The European Union has signed with University of Jaén and INUO the financing agreement for the execution of the SOIL O-LIVE project (The soil biodiversity and functionality of Mediterranean olive groves: a holistic analysis of the influence of land management on olive oil quality and safety) endowed with almost 7 million euros to study the effect of agricultural management on the general health status of the soils of Mediterranean olive groves and its impact on the production and quality of olive oil produced in the Mediterranean region. This project is part of the Soil Heath and Food Mission of the Horizon Europe R+D+i program (European Union research and innovation framework program for the period 2021-2027) and it is coordinated by Antonio José Manzaneda Ávila, professor of the Department of Ecology at the University of Jaén and member of the ecology unit of the University Institute of Olive and Olive Oil Research (Spain).

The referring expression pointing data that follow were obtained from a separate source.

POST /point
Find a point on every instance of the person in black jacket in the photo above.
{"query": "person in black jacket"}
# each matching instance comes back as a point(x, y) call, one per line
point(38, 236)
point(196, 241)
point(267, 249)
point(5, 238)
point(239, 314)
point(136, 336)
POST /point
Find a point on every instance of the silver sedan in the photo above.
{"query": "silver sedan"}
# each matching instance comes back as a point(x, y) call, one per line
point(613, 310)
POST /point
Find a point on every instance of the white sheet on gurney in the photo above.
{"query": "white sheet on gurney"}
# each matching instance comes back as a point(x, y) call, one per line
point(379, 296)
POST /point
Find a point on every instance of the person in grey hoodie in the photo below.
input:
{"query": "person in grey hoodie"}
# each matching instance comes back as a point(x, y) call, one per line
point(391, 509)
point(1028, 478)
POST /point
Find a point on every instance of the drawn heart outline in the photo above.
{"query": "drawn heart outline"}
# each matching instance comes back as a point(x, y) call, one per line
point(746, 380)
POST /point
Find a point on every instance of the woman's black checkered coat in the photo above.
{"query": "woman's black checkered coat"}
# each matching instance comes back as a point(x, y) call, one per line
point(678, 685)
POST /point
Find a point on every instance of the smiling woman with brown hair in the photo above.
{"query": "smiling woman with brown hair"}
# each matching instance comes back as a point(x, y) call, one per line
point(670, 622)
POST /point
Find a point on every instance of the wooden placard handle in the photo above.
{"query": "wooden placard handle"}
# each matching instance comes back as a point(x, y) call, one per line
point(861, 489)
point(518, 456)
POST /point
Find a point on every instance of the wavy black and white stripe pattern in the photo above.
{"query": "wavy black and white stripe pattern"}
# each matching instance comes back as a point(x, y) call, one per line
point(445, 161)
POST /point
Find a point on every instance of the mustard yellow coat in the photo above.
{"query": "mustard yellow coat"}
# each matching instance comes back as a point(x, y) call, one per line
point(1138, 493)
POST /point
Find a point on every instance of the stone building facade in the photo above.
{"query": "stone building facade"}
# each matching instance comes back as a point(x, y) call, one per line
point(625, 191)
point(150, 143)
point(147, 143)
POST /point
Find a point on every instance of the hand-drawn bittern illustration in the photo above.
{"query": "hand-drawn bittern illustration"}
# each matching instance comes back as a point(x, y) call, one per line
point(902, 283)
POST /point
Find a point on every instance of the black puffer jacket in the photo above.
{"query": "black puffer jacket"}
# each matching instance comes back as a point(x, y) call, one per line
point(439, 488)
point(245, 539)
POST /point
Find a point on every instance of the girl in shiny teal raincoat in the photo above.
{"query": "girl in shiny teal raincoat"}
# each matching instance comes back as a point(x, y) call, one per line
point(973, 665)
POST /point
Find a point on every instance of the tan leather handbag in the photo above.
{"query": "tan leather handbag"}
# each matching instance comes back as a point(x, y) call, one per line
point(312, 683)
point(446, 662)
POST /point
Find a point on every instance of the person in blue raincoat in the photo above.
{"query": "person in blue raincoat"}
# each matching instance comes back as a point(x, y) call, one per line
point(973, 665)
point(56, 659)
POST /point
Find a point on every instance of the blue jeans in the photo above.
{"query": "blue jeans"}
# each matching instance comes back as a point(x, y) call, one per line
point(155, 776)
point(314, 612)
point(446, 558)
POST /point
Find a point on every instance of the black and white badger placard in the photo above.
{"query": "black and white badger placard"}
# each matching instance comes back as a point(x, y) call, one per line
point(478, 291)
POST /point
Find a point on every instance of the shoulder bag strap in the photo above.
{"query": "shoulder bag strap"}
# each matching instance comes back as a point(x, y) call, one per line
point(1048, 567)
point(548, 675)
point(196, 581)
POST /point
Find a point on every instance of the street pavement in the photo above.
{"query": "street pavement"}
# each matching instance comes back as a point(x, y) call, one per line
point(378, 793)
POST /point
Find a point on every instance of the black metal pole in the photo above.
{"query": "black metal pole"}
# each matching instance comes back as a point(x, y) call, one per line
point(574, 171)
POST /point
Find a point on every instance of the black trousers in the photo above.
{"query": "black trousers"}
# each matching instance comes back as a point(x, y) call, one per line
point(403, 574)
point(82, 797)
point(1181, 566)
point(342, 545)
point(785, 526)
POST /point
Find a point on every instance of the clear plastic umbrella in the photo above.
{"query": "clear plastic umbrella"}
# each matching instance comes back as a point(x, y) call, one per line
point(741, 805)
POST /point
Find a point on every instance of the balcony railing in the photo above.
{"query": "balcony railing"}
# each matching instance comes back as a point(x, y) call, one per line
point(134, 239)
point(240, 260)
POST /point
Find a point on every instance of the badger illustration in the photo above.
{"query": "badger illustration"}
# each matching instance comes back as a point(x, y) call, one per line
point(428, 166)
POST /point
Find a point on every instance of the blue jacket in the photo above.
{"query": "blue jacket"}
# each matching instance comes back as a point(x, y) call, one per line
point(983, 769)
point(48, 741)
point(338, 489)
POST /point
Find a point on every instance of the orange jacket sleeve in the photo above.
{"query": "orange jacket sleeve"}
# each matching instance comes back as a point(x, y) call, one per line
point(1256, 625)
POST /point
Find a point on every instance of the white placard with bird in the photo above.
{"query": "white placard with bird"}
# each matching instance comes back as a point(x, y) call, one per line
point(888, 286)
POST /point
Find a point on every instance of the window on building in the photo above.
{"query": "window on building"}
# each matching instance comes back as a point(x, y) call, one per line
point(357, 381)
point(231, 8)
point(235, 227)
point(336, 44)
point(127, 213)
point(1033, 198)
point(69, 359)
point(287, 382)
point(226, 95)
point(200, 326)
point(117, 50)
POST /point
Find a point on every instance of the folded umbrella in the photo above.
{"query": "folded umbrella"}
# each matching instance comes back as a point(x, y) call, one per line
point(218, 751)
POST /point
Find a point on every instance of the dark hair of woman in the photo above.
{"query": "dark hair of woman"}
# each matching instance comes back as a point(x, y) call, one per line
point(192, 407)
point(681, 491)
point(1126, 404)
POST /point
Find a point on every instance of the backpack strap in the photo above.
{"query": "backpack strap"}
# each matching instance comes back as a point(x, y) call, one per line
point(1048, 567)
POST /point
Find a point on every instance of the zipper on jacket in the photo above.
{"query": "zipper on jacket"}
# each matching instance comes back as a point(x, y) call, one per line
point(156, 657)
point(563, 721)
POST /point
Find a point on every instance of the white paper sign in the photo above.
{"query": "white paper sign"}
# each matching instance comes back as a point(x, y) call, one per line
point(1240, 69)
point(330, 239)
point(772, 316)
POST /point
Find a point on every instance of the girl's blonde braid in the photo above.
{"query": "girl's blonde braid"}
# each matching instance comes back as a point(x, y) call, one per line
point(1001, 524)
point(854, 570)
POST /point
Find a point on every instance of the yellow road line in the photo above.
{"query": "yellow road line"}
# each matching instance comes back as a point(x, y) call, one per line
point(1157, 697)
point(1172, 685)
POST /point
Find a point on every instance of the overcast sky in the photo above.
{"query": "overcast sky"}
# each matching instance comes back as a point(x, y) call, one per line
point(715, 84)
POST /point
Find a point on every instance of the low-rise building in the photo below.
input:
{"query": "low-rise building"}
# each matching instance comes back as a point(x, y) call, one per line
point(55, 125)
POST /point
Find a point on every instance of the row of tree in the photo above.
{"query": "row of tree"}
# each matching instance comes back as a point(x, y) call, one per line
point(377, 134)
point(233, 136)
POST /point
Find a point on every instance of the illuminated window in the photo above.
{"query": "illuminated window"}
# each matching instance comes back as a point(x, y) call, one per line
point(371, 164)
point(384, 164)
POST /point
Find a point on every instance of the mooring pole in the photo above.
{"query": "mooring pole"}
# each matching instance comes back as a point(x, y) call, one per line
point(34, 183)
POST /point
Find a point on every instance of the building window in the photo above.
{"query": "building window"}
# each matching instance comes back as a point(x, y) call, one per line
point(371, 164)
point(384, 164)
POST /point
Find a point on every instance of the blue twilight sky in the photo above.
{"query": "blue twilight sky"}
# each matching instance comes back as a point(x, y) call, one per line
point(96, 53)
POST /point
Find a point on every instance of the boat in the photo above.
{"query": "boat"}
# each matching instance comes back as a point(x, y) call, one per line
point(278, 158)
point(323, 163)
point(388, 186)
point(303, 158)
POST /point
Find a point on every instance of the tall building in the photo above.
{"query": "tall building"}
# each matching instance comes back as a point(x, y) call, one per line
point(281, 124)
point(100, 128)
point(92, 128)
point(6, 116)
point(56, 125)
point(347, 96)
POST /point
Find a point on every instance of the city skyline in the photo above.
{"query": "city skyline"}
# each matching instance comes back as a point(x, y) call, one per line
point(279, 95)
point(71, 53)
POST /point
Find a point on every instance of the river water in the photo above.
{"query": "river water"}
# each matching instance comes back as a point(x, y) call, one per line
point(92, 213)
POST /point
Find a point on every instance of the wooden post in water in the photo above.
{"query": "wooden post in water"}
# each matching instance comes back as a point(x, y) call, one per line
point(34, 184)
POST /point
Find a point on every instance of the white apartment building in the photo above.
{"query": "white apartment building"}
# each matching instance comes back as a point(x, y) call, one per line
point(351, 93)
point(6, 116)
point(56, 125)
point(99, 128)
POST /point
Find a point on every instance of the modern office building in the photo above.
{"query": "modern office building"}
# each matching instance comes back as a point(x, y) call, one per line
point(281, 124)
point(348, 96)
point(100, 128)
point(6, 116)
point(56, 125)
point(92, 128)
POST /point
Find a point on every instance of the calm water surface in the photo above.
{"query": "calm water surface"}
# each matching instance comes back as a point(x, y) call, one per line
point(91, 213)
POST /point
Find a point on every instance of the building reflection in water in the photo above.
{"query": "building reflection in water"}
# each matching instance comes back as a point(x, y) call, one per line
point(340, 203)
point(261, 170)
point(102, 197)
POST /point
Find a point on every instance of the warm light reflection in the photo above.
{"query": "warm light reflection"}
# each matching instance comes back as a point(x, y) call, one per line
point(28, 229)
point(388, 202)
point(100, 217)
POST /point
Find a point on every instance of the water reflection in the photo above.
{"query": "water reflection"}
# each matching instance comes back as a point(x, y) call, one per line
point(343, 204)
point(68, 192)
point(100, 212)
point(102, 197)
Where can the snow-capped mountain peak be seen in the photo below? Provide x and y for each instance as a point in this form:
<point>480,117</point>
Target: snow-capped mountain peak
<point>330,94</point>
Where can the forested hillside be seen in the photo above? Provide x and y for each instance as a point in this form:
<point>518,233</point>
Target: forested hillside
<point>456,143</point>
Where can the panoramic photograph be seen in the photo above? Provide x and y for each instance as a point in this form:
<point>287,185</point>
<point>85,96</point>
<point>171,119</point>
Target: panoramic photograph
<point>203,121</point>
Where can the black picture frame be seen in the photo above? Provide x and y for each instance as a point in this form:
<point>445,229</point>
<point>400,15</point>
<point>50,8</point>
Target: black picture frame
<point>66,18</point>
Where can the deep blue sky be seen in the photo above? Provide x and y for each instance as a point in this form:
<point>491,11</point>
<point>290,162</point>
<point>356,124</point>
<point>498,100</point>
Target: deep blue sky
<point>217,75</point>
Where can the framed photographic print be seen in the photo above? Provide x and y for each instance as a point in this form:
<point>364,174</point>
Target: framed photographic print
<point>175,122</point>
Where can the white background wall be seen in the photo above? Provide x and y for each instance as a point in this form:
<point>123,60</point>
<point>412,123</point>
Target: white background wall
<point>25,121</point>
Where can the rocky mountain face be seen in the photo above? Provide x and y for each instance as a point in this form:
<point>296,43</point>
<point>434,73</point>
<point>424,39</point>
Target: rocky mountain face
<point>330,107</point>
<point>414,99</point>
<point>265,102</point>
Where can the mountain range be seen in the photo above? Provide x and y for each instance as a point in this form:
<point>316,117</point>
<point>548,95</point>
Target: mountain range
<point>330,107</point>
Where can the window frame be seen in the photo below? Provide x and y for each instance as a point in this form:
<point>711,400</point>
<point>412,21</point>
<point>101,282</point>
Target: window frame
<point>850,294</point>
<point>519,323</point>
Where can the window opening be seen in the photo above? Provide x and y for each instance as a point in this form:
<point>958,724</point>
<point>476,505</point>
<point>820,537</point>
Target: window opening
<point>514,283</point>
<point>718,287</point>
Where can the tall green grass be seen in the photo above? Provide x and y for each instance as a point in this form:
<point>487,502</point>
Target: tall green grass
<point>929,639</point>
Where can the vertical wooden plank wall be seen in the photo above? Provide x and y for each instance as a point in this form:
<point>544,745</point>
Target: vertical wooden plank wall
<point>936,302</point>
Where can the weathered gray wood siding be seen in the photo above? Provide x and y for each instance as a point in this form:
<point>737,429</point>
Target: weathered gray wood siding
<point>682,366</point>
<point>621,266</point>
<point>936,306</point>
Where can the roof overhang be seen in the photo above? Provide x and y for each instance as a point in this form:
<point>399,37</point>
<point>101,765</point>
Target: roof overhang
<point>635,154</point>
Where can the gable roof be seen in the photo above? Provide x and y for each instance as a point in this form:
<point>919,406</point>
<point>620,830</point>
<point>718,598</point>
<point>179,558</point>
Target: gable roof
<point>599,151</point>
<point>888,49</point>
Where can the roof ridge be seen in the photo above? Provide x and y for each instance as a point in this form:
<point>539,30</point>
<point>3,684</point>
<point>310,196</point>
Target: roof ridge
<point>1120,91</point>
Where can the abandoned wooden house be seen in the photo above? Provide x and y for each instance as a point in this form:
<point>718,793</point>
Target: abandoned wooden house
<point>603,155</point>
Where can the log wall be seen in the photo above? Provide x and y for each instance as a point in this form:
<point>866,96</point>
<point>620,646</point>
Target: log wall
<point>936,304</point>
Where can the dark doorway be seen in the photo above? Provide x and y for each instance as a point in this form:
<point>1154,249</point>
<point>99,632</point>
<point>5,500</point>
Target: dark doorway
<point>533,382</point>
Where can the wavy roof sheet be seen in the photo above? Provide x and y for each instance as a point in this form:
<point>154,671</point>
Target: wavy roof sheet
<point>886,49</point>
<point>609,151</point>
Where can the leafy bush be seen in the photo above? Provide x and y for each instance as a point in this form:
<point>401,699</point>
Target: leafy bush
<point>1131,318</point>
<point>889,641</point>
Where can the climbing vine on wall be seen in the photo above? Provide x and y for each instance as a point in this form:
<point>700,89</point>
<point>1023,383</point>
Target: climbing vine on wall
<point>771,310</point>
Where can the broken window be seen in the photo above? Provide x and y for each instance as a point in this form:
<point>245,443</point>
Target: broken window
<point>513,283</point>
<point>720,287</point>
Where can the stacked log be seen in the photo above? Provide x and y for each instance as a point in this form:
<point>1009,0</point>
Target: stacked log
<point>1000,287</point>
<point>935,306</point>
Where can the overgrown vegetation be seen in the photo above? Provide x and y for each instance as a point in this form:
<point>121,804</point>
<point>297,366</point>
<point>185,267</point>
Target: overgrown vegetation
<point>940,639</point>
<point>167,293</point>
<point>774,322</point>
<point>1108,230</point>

After more than fifty years of intensive agriculture application, the environmental situation for many olive groves across the Mediterranean Region is quite dramatic in terms of land degradation, biodiversity impoverishment, functionality loss, which may have already impacted on the quality and safety of olive oil, one of the most important commodities produced in Europe. Through the implementation of a series of multidisciplinary and interdisciplinary WPs, this project will perform the first rigorous diagnostic of the environmental situation of olive groves soils at a broad scale, considering the most important areas of olive production at the Mediterranean Region and its relationships to olive oil quality.

Soil O-live aims:

(i) to analyze the impact of pollution and land degradation on soils from olive groves in terms of multi-biodiversity, ecological function at different levels of organization and scales;

(ii) to investigate the relationship of soil health status with quality and safety of olive oil;

(iii) to implement effective soil amendments and ecological restoration practices that promote manifest soil biodiversity and functionality enhancements in permanent Mediterranean olive orchards across its native range of distribution, that should be translated to improvements in olive oil quality and safety;

(iv) to define rigorous ecological thresholds that allow to implement future clear norms and regulations in order to design a novel certification for healthy soils in European olive orchards.